Wang has risen up the Chinese Communist Party ranks under three separate administrations, led first by Jiang Zemin (江澤民), then Hu Jintao (胡錦濤), then Xi Jinping (習近平). This maneuverability has him marked by the Yi Wang, Senior Lecturer Griffith University, as someone who, “can be sharp as an intellectual,” but who “as a bureaucrat/politician … is more subtle and sophisticated, knowing when and how to pull in his horns or to hide his light under a bushel while offering his ideas and services to his political patrons, almost always anonymously.” Thus, quite obviously, no-one should expect sentiment from Wang that is far from the direction already set out by Xi Jinping.
But on the issue of enforcing China’s sovereignty and its importance, there are strong grounds to see him as a true believer. Wang’s first book State/National Sovereignty (國家主權) analyzed “the internal and external aspects of sovereignty,” meaning how it can be enforced both within and without a territory. According to this Journal of Contemporary China paper, it ultimately emphasized the “importance of national equality and national self-determination for safeguarding international peace.” Clearly how this is interpreted depends on what constitutes the “national,” but given his role in China’s government, his position here has to mean strictly enforcing “self-determination” for China, not Taiwan.

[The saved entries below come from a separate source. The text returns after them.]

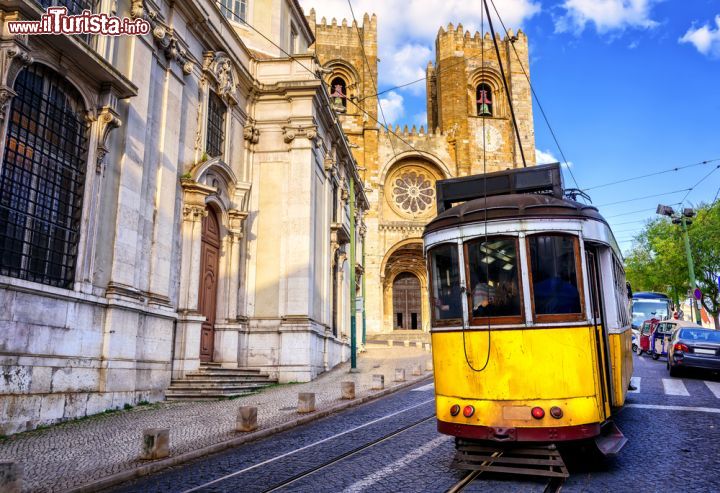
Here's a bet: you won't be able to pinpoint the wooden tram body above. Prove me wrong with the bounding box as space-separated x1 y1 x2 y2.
424 164 632 452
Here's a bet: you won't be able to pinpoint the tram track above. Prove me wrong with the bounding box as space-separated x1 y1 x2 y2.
445 450 566 493
262 414 436 492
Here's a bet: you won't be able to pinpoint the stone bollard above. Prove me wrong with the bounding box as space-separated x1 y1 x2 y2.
403 340 411 347
412 364 422 376
415 341 423 348
395 368 406 382
141 428 170 460
372 374 385 390
424 343 431 352
387 340 394 347
425 359 434 371
341 381 356 399
236 406 258 432
0 461 21 493
298 392 316 413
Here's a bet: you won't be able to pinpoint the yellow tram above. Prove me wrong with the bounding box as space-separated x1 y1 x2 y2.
424 164 633 454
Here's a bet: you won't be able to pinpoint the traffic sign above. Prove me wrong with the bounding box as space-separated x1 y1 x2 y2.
694 288 702 300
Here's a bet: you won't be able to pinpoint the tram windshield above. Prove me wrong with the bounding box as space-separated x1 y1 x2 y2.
429 244 462 323
528 235 582 317
465 237 522 320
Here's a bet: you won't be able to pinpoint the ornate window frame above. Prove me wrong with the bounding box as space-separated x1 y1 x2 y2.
468 67 506 119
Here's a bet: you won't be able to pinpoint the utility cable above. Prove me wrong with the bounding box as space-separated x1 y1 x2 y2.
597 189 691 208
347 0 399 165
582 158 720 192
679 164 720 205
488 0 577 187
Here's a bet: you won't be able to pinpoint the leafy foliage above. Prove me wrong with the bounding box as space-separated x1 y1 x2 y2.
624 202 720 328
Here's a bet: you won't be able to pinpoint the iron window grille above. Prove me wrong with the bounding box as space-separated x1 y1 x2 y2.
0 64 89 289
217 0 247 23
206 91 226 158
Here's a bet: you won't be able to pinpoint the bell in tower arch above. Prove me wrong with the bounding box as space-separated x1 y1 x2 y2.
476 84 493 117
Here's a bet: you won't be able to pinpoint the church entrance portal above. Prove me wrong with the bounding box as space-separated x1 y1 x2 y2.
393 272 422 330
199 209 220 362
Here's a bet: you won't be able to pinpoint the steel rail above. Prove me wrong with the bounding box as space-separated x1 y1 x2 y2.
180 397 436 493
263 414 436 492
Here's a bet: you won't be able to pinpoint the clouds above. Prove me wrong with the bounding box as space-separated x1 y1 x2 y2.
379 91 405 124
679 16 720 59
554 0 659 34
535 149 572 168
299 0 540 94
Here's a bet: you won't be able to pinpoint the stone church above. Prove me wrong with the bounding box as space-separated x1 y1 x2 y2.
306 9 536 337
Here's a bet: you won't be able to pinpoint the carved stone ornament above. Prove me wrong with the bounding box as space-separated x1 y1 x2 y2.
243 123 260 144
0 86 17 122
131 0 194 76
282 125 318 144
95 107 122 174
203 52 238 103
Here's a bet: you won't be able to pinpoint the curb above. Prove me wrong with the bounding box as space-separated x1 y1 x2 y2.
66 373 434 493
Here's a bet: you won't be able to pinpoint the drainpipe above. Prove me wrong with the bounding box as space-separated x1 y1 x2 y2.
362 231 367 347
349 178 357 370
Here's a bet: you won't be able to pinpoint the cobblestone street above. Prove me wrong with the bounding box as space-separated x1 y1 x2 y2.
110 352 720 493
0 346 431 493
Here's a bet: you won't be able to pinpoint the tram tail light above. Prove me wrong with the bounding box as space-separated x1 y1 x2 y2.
463 405 475 418
550 406 563 419
450 404 461 416
673 343 689 353
531 407 545 419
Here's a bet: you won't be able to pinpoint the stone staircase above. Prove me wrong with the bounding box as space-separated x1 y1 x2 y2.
366 330 431 346
165 362 277 401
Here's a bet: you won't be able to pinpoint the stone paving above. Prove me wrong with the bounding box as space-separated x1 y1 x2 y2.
0 345 431 493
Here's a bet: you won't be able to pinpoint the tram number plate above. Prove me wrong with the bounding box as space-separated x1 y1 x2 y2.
502 406 532 420
695 348 716 355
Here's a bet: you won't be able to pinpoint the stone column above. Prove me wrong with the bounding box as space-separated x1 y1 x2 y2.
173 181 212 378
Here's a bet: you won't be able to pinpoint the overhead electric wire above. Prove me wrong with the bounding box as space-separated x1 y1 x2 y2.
679 164 720 205
582 158 720 192
605 203 682 219
597 190 692 208
347 0 399 164
488 0 578 188
226 7 439 168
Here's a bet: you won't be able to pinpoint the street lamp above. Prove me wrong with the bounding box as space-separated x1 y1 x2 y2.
656 204 702 324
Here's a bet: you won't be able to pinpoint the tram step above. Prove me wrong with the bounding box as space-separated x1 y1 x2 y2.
453 441 569 479
594 421 628 456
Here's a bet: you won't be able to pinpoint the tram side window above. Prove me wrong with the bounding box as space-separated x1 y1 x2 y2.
528 235 582 318
429 244 462 323
465 237 522 321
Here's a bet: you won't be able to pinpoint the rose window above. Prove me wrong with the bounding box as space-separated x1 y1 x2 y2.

As to more practical hints on how that belief structure might transform into political policy, another point identified by the same Journal of Contemporary China paper may be of use. The paper summarizes his view, “that political reform should not be pursued at the expense of stability and that strong and unified central leadership is crucial to further reforms [emphasis added].” Additionally, his most famous book, America Against America (美國反對美國), is rallying cry against what he sees as “a radical, nihilistic individualism at the heart of modern American liberalism,” according to a profile by Palladium Magazine. These ideas, according to that profile, saw him operate as a key figure behind Xi Jinping’s 2021 “common prosperity” campaign, a regulatory pushback against private sector decadence and a “moralistic effort to reengineer Chinese culture from the top down.” Do they now hint at reducing the cultural and economic autonomy on “offer” (under the implicit threat of force if such an offer is refused) to capitalist, liberal Taiwan?
It’s entirely speculative, and therefore not worth placing much weight behind at the moment, but what we can say is that Wang’s involvement in decision-making over Taiwan would not be the first hint in this direction of late. Last year’s white paper promised, “Taiwan will enjoy a high degree of autonomy as a special administrative region” after “reunification.” But some commentators noticed that the commitment outlined in previous white papers “not [to] send troops or administrative personnel to be stationed in Taiwan” had been removed this time around, and so had the idea that Taiwan could retain its own army.
If that is the direction Wang will push for, the question becomes exactly who the target audience is for the new Taiwan pitch. The people of Taiwan have already seemed to show little interest in the more “generous” offers of the past, so one would think a “tougher” offer would be less popular still. The obvious guess would be that the real audience would be the U.S. and the people of China — tough talk aimed at securing “the internal and external aspects of sovereignty” that Wang described in his first book, rather than genuinely entering any dialogue with the people of Taiwan. But we’ll have to wait and see.